Single by Pink

from the album Beautiful Trauma
- Released: August 2, 2018
- Studio: MXM Studios (Los Angeles, California); MXM Studios (Stockholm, Sweden); Wolf Cousins Studios (Stockholm, Sweden);
- Length: 3:30
- Label: RCA
- Songwriters: Alecia Moore; Max Martin; Shellback; Oscar Holter;
- Producers: Max Martin; Shellback; Oscar Holter;

Pink singles chronology
| "Whatever You Want" (2018) | "Secrets" (2018) | "A Million Dreams" (2018) |

Music video
- "Secrets" on YouTube

= Secrets (Pink song) =

"Secrets" is a song recorded by American singer Pink from her seventh studio album Beautiful Trauma. Pink co-wrote the song with its producers, Max Martin, Shellback, and Oscar Holter. The song was released to hot adult contemporary radio on August 2, 2018, as the fourth and final single from the album.

==Music video==
The official music video for the song was released on July 24, 2018. It features P!nk and the backup dancers from the Beautiful Trauma World Tour going out at night. It was filmed after one of P!nk's shows in Perth, Australia, at the RAC Arena.

==Critical reception==
Andrew Unterberger of Billboard stated that “Secrets even has a touch of deep house to it.
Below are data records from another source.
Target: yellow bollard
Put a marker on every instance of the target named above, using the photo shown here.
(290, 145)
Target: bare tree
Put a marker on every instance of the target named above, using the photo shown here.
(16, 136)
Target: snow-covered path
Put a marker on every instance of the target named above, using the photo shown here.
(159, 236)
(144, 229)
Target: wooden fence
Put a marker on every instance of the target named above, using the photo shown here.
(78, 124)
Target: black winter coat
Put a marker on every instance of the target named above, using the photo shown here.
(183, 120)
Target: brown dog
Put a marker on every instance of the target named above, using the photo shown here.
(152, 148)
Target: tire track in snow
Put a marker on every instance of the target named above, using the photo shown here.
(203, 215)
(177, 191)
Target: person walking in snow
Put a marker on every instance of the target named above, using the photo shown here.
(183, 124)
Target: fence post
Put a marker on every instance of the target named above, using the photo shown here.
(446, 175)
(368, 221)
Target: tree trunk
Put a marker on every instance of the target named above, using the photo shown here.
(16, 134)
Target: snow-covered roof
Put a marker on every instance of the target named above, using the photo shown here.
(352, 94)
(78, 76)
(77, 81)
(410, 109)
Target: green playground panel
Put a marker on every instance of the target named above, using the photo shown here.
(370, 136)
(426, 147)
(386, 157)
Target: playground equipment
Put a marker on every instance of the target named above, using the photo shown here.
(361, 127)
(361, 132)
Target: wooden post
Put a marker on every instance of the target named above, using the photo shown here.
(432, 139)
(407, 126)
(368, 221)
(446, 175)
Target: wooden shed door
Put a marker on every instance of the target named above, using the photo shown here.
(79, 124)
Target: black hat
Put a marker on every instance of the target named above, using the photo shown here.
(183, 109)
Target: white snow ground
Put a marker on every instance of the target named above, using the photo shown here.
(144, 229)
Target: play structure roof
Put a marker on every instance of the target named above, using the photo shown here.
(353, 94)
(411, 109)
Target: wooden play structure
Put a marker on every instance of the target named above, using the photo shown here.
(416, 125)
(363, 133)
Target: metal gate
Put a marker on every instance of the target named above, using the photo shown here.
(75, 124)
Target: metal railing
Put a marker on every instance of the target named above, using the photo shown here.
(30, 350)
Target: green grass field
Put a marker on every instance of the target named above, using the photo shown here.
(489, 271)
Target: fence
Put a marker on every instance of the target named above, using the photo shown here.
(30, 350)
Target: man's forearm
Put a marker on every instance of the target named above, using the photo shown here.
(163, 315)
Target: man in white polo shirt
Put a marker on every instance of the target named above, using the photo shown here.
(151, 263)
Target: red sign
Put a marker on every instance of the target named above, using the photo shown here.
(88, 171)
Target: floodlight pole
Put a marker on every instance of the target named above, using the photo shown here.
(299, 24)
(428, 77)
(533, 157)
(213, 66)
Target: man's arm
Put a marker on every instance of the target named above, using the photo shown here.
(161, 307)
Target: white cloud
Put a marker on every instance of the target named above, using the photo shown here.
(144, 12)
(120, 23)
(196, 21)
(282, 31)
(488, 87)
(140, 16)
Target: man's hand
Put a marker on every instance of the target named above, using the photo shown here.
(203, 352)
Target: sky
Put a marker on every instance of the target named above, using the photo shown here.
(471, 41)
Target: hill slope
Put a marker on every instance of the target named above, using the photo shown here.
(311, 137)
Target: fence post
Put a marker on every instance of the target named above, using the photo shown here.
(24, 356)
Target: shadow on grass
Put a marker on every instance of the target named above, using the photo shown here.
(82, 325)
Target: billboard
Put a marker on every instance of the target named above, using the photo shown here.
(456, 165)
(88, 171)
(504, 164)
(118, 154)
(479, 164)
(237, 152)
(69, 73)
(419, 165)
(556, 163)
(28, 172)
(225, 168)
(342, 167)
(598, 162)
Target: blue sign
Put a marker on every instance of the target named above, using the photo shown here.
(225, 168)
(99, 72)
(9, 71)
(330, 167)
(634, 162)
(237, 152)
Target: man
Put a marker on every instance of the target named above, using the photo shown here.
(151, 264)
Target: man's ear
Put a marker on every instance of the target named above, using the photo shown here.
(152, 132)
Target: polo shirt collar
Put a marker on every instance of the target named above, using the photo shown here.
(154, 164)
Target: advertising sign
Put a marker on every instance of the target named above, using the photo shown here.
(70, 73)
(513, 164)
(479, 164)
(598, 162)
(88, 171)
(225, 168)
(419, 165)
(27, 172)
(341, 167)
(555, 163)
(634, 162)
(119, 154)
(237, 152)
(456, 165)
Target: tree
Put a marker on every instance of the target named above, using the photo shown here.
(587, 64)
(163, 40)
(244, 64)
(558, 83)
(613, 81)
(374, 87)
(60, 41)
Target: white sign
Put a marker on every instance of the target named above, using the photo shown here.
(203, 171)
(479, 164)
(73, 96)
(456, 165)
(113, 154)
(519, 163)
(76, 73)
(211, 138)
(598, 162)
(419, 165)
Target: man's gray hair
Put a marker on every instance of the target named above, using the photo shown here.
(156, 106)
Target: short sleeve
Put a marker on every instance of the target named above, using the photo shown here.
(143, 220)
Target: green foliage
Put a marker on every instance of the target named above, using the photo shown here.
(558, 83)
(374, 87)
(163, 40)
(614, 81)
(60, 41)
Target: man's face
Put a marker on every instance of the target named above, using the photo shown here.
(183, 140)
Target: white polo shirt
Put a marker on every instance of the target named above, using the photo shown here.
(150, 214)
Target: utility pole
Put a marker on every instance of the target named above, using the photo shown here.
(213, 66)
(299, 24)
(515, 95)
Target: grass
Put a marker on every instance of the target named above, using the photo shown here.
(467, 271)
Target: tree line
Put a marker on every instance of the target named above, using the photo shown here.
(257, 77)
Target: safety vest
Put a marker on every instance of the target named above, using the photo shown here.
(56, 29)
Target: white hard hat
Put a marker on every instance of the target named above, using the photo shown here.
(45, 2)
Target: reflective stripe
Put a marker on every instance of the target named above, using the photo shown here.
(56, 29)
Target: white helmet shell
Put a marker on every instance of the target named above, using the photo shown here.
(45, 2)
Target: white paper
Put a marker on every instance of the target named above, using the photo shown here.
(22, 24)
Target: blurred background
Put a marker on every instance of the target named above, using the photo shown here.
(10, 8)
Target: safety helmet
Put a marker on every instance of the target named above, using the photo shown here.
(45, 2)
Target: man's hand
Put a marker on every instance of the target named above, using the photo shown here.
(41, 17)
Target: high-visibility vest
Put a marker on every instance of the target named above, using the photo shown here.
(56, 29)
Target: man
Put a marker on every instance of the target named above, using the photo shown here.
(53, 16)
But it is unmistakably heavy”

==Track listing==
Remixes EP
1. "Secrets" (Syn Cole Remix) – 3:10
2. "Secrets" (Until Dawn Remix) – 3:33
3. "Secrets" (Rescue Rangerz Remix) – 3:26
4. "Secrets" (DJ Suri and Chris Daniel Remix) – 3:46

==Charts==

| Chart (2018–19) | Peak position |
|---|---|
| Belgium (Ultratip Bubbling Under Flanders) | 29 |
| Belgium (Ultratip Bubbling Under Wallonia) | 18 |
| Croatia (HRT) | 63 |
| Finland Airplay (Radiosoittolista) | 28 |
| France Downloads (SNEP) | 118 |
| Hungary (Rádiós Top 40) | 5 |
| Hungary (Single Top 40) | 37 |
| Netherlands (Tipparade) | 15 |
| New Zealand Hot Singles (RMNZ) | 13 |
| Poland Airplay (ZPAV) | 41 |
| Romania (Airplay 100) | 88 |
| Slovakia Airplay (ČNS IFPI) | 25 |
| US Dance Club Songs (Billboard) | 1 |

=== Year-end charts ===

| Chart (2019) | Position |
|---|---|
| US Dance Club Songs (Billboard) | 14 |

==Certifications==

Certifications for "Secrets"
| Region | Certification | Certified units/sales |
| Australia (ARIA) | Gold | 35,000^{‡} |
| New Zealand (RMNZ) | Gold | 15,000^{‡} |
^{‡} Sales+streaming figures based on certification alone.